Benedek "Bence" Fliegauf (born 15 August 1974 in Budapest) is a Hungarian film director and screenwriter.
Originally Fliegauf planned to become a writer. However, he had to abandon his plans due to a lack of finances. Instead, Fliegauf studied to become a stage designer between 1995 and 1998 and was hired as an assistant at Hungarian Television where he went on to become a director and editor. As assistant director, he studied under Miklós Jancsó and Árpád Sopsits. Fliegauf, who never attended film school, made his directorial debut in 1999 with the documentary Határvonal. Success first came with Beszélő fejek (2001), a film made up of six stories of everyday urban life. Fliegauf received the Award for Best Experimental Film at the Hungarian Film Week for this 27-minute short film. Positive critical acclaim continued with his next documentary, Van élet a halál előtt? (2002), and the 15-minute short film Hypnosis.
In 2003, Fliegauf directed his first feature film. Balanced between comedy and drama, Rengeteg tells stories about the lives of young Hungarians living in Budapest. The film was shot in digital, with amateur actors in leading roles. Rengeteg was invited to the International Forum of New Cinema of the Berlin International Film Festival and was awarded there with the Wolfgang Staudte Prize. According to the German Filmdienst magazine, the elliptical drama and documentary style of Rengeteg resembled the works of the Danish Dogme movement. Fliegauf himself stated, however, that he had applied the aesthetics of the Budapest School of the 1970s following the work of his famous fellow countryman Béla Tarr.

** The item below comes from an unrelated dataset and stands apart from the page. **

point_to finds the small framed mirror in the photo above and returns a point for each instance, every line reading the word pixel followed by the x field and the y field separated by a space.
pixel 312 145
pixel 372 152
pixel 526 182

2004 saw Fliegauf achieve great international success with his second feature film, Dealer, which was also invited to the International Forum of New Cinema at the Berlin International Film Festival. This psychological profile of an emotionally devastated young drug dealer (played by Felícián Keresztes) who ends up killing himself was shot, like many of his other films, without subsidies, with a small team, mobile digital cameras, amateur actors and the help of friends and social networks. Filmdienst praised Fliegauf for his dark, minimalist episodic film, listing him among the most promising young directors besides György Pálfi. Again, his work was compared to the cinema of Béla Tarr and Andrei Tarkovsky, although Fliegauf himself pointed to David Lynch and Sergio Leone as sources of inspiration. The Tageszeitung also praised Dealer as difficult to sit through, but a must-see film. Dealer won several prizes at international festivals, including the Best Director Award at the Festival Internacional de Cine de Mar del Plata and the Hungarian Film Week.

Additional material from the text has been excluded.